Tuesday, 24 January 2017: 11:15 AM
605 (Washington State Convention Center )
Coupled atmosphere-ocean general circulation models (CGCMs) show important systematic errors. In the tropics, precipitation tends to be excessive over the oceans south of the equator, and marine low clouds are generally underestimated above too warm sea surface temperatures (SSTs). In the extratropics, SSTs are also too warm over the Southern Ocean. We argue for remote links between these tropical and extratropical errors and present a possible amplifying mechanism involving the sensitivity of marine clouds to underlying SST. Our arguments are supported by the very different response obtained by two CGCMs that greatly differ in their simulation of the response to an identical artificial decrease in solar radiation flux incident at the top of the atmosphere.

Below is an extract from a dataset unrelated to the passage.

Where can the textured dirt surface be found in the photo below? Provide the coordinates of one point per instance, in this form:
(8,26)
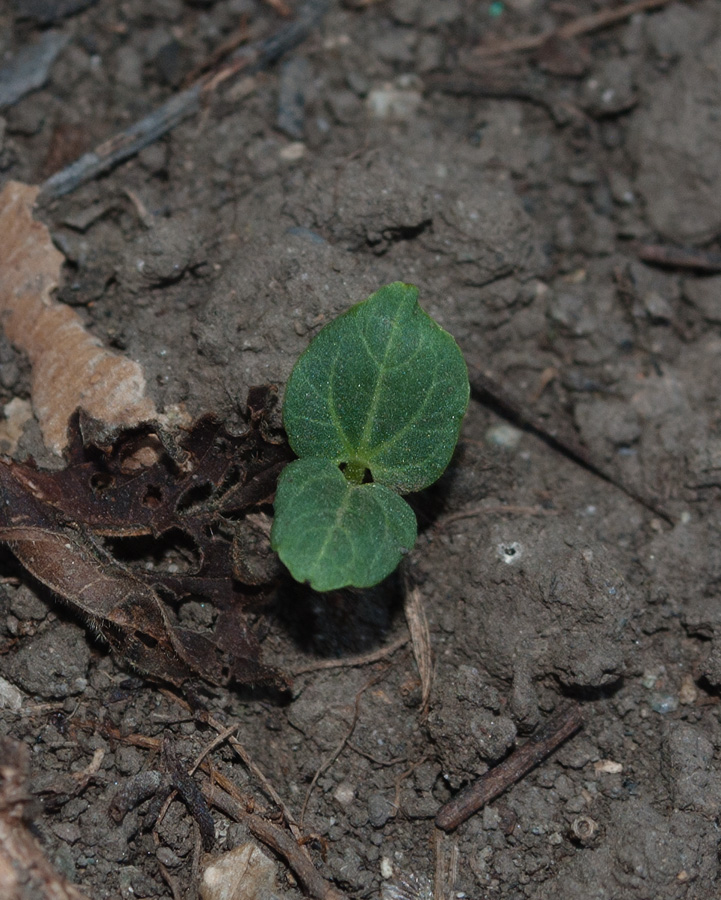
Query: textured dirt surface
(217,253)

In both models (UCLA CGCM and NorESM), reduced insolation over the Southern Ocean results in large-scale circulation changes consistent with less heating of the southern hemisphere and in reduced local SSTs. In the model with the stronger SST/marine cloud feedbacks, these colder SSTs over the Southern Ocean are advected to the subtropical regions, which combined with the circulation changes result in increased low level clouds in the major stratocumulus regions and an associated reduction of the SST in these regions. In the model with the weaker feedbacks (NorESM) the effects on the subtropics are very small. A CGCM that underestimates SST/marine cloud feedbacks, therefore, may not benefit from improvements in the Southern Ocean simulation.